Saving for a deposit is one of the biggest obstacles in getting onto the property ladder, but being aware of the many options available may help you to reach the sum you need
1. Fast-track your savings potential
Many young people understandably want to live independently from their parents as soon as possible, but forking out for a big rent bill every month doesn’t leave much money to save for a deposit.
According to Hamptons International’s Time to Save Index, released in 2016, moving back home could reduce the time it takes a single first-time buyer in England and Wales to save for a deposit from 13 years to nine years. Meanwhile, a couple moving back home could reduce the time taken to save up from three and a half years to 18 months.
2. Shared ownership schemes
If you're struggling to build up a deposit and to afford the mortgage on a whole property, you could buy just a portion. Shared ownership enables you to buy between 25% and 75% of a property from a housing association, and pay rent on the remainder. You'll still need a deposit, but the amount you have to save will be smaller, and in proportion with the amount you're buying. If you were planning to borrow a 90% mortgage on a 50% share of a £200,000 house, you'd have to put down a £10,000 deposit rather than the £20,000 you’d need if you were buying the whole property.
3. Regular savings
People find it hard to save. According to the Money Advice Service’s Savings evidence review, released in July 2017, four in 10 UK adults have less than £500 in savings to cover an unexpected bill. And, almost 75% of working-age people in the UK don't have a savings buffer equal to or exceeding three months’ worth of income.
You can make it easier to save by setting up a monthly standing order so your savings are transferred into your savings account as soon as your salary is paid. The best savings rates can be found in the money section of your newspaper, or on a financial product comparison website.
4. Get a government boost
The government offers two ISAs – tax-free savings accounts – designed to help you build up a deposit for your first home. Savings in a Help to Buy ISA are boosted by 25% with a bonus paid by the government.

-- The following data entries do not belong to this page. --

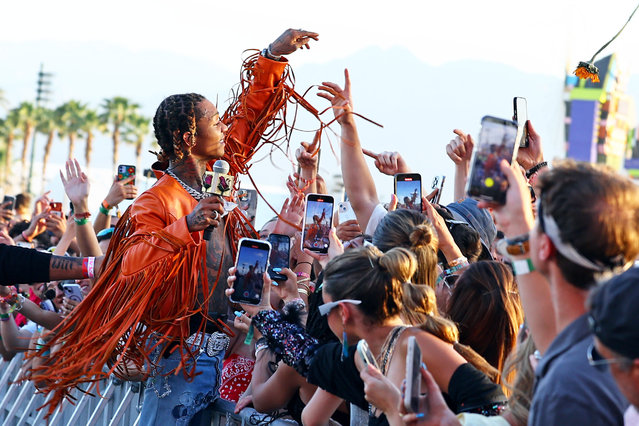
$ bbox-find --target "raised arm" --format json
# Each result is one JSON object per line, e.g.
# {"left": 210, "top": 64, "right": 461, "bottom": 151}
{"left": 482, "top": 161, "right": 555, "bottom": 353}
{"left": 220, "top": 29, "right": 319, "bottom": 175}
{"left": 93, "top": 175, "right": 137, "bottom": 234}
{"left": 318, "top": 69, "right": 379, "bottom": 231}
{"left": 60, "top": 159, "right": 102, "bottom": 256}
{"left": 445, "top": 129, "right": 474, "bottom": 202}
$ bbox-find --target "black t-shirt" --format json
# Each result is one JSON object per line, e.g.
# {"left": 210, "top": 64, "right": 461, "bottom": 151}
{"left": 0, "top": 244, "right": 50, "bottom": 285}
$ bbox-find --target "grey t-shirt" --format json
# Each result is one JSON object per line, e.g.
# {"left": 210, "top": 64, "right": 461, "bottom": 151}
{"left": 529, "top": 314, "right": 628, "bottom": 425}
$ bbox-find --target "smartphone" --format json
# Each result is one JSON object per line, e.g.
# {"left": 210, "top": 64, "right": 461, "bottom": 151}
{"left": 117, "top": 165, "right": 136, "bottom": 199}
{"left": 49, "top": 202, "right": 63, "bottom": 217}
{"left": 267, "top": 233, "right": 290, "bottom": 282}
{"left": 2, "top": 195, "right": 16, "bottom": 210}
{"left": 230, "top": 238, "right": 271, "bottom": 305}
{"left": 394, "top": 173, "right": 422, "bottom": 212}
{"left": 337, "top": 201, "right": 357, "bottom": 224}
{"left": 356, "top": 340, "right": 380, "bottom": 369}
{"left": 466, "top": 116, "right": 519, "bottom": 204}
{"left": 404, "top": 335, "right": 423, "bottom": 414}
{"left": 62, "top": 283, "right": 84, "bottom": 302}
{"left": 238, "top": 188, "right": 258, "bottom": 226}
{"left": 513, "top": 97, "right": 529, "bottom": 148}
{"left": 431, "top": 176, "right": 446, "bottom": 205}
{"left": 302, "top": 194, "right": 334, "bottom": 254}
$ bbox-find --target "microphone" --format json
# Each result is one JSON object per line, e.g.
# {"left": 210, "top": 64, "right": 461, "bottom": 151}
{"left": 202, "top": 160, "right": 235, "bottom": 240}
{"left": 203, "top": 160, "right": 234, "bottom": 197}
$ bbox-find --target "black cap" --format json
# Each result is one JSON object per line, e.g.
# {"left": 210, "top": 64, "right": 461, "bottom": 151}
{"left": 589, "top": 267, "right": 639, "bottom": 359}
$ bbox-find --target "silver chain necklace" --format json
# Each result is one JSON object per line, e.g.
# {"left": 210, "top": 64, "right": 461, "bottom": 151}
{"left": 165, "top": 170, "right": 207, "bottom": 200}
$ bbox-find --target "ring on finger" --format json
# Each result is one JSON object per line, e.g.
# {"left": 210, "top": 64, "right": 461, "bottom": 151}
{"left": 212, "top": 211, "right": 219, "bottom": 220}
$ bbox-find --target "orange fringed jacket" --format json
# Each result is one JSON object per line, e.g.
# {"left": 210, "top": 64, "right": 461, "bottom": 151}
{"left": 30, "top": 54, "right": 289, "bottom": 414}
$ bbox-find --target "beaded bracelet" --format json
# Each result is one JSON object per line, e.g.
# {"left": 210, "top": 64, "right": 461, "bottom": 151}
{"left": 0, "top": 313, "right": 10, "bottom": 321}
{"left": 526, "top": 161, "right": 548, "bottom": 179}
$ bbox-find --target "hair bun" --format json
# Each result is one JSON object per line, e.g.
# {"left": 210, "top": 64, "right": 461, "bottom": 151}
{"left": 409, "top": 224, "right": 433, "bottom": 247}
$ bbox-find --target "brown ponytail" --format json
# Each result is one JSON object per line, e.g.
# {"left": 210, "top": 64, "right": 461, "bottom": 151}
{"left": 323, "top": 246, "right": 415, "bottom": 323}
{"left": 373, "top": 210, "right": 439, "bottom": 288}
{"left": 401, "top": 283, "right": 500, "bottom": 382}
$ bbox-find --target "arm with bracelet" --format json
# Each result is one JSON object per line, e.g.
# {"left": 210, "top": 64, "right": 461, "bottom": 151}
{"left": 0, "top": 292, "right": 35, "bottom": 352}
{"left": 0, "top": 244, "right": 101, "bottom": 285}
{"left": 94, "top": 174, "right": 138, "bottom": 234}
{"left": 60, "top": 159, "right": 102, "bottom": 256}
{"left": 483, "top": 160, "right": 556, "bottom": 354}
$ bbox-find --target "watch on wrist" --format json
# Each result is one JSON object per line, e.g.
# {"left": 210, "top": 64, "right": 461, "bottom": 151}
{"left": 526, "top": 161, "right": 548, "bottom": 179}
{"left": 497, "top": 233, "right": 530, "bottom": 257}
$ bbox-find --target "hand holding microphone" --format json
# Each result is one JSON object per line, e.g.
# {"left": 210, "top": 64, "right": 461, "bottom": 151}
{"left": 201, "top": 160, "right": 235, "bottom": 240}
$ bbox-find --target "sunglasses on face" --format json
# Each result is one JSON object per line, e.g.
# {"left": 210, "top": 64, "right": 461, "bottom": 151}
{"left": 318, "top": 299, "right": 362, "bottom": 316}
{"left": 587, "top": 343, "right": 628, "bottom": 371}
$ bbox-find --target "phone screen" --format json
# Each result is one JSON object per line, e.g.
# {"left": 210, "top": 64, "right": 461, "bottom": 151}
{"left": 514, "top": 97, "right": 528, "bottom": 148}
{"left": 404, "top": 335, "right": 423, "bottom": 413}
{"left": 395, "top": 173, "right": 422, "bottom": 211}
{"left": 231, "top": 238, "right": 271, "bottom": 305}
{"left": 466, "top": 116, "right": 518, "bottom": 204}
{"left": 302, "top": 194, "right": 334, "bottom": 253}
{"left": 267, "top": 233, "right": 290, "bottom": 281}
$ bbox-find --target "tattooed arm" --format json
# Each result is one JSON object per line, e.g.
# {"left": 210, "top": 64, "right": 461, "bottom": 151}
{"left": 50, "top": 255, "right": 104, "bottom": 281}
{"left": 0, "top": 245, "right": 103, "bottom": 285}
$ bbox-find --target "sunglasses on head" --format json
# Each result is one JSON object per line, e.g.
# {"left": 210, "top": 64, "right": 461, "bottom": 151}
{"left": 318, "top": 299, "right": 362, "bottom": 316}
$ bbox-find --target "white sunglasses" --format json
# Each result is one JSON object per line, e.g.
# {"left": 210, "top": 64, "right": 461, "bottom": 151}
{"left": 318, "top": 299, "right": 362, "bottom": 316}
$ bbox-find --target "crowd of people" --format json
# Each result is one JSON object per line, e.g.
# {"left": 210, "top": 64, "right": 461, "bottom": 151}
{"left": 0, "top": 27, "right": 638, "bottom": 426}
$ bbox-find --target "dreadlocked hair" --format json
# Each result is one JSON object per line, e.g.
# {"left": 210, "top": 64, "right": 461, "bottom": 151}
{"left": 153, "top": 93, "right": 205, "bottom": 160}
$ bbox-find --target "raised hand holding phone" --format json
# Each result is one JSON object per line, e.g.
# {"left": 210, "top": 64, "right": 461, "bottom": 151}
{"left": 267, "top": 233, "right": 291, "bottom": 281}
{"left": 394, "top": 173, "right": 422, "bottom": 212}
{"left": 228, "top": 238, "right": 271, "bottom": 306}
{"left": 301, "top": 194, "right": 334, "bottom": 253}
{"left": 465, "top": 116, "right": 519, "bottom": 204}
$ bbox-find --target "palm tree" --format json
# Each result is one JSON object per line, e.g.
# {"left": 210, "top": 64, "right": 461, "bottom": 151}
{"left": 79, "top": 109, "right": 104, "bottom": 169}
{"left": 15, "top": 102, "right": 38, "bottom": 186}
{"left": 125, "top": 113, "right": 151, "bottom": 171}
{"left": 56, "top": 101, "right": 86, "bottom": 159}
{"left": 100, "top": 97, "right": 140, "bottom": 170}
{"left": 36, "top": 107, "right": 61, "bottom": 184}
{"left": 80, "top": 109, "right": 106, "bottom": 169}
{"left": 1, "top": 110, "right": 21, "bottom": 189}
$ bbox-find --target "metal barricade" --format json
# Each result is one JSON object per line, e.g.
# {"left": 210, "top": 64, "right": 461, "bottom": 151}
{"left": 0, "top": 356, "right": 300, "bottom": 425}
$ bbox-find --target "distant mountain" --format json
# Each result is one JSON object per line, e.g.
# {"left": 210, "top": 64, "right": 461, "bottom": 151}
{"left": 1, "top": 42, "right": 637, "bottom": 226}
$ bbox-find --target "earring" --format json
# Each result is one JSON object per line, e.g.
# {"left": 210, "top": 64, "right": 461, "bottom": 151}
{"left": 341, "top": 328, "right": 349, "bottom": 361}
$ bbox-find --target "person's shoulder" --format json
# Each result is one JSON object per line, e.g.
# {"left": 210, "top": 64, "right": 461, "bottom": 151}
{"left": 532, "top": 337, "right": 626, "bottom": 425}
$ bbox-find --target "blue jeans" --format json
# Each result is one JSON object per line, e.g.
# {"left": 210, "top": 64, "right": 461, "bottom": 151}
{"left": 139, "top": 339, "right": 224, "bottom": 426}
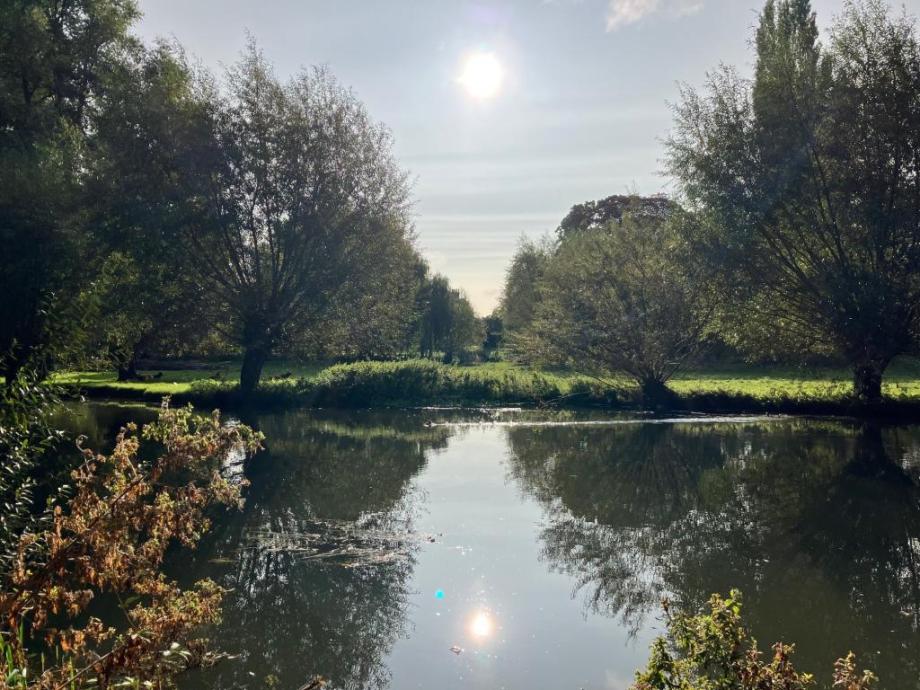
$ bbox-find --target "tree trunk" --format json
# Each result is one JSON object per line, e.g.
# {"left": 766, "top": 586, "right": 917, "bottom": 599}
{"left": 640, "top": 377, "right": 676, "bottom": 408}
{"left": 853, "top": 357, "right": 886, "bottom": 404}
{"left": 240, "top": 346, "right": 268, "bottom": 395}
{"left": 845, "top": 425, "right": 908, "bottom": 481}
{"left": 116, "top": 352, "right": 139, "bottom": 382}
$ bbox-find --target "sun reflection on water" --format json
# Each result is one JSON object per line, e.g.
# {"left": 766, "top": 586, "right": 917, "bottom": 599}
{"left": 468, "top": 609, "right": 494, "bottom": 639}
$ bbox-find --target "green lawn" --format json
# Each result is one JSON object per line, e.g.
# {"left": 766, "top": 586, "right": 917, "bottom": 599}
{"left": 669, "top": 358, "right": 920, "bottom": 401}
{"left": 52, "top": 361, "right": 327, "bottom": 396}
{"left": 52, "top": 357, "right": 920, "bottom": 412}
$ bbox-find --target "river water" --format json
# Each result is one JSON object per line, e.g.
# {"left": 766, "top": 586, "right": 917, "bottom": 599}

You can deposit a lump sum of up to £1,200 to start with, and then up to £200 a month in this type of ISA. To qualify for the minimum bonus of £400 you must save a minimum of £1,600, but you could benefit from the maximum bonus of £3,000 if you manage to save £12,000.
The Lifetime ISA (LISA) can be used for one of two purposes – buying your first home or saving for later life. Savings into this ISA also benefit from a 25% bonus from the government, and you can save up to £4,000 a year until you're 50. If you're considering this option it's good to act earlier rather than later, as you cannot open a LISA once you turn 40.
5. The bank of mum and dad
If the methods above aren’t feasible in the time you have, your parents might be able to help. If they don't want to give you an outright gift, they could lend the money to you, drawing up a contract setting out the terms for repayment and interest payable. Alternatively, they could act as mortgage guarantors, joint borrowers or offset their savings against your mortgage to reduce the amount of interest you have to pay every month.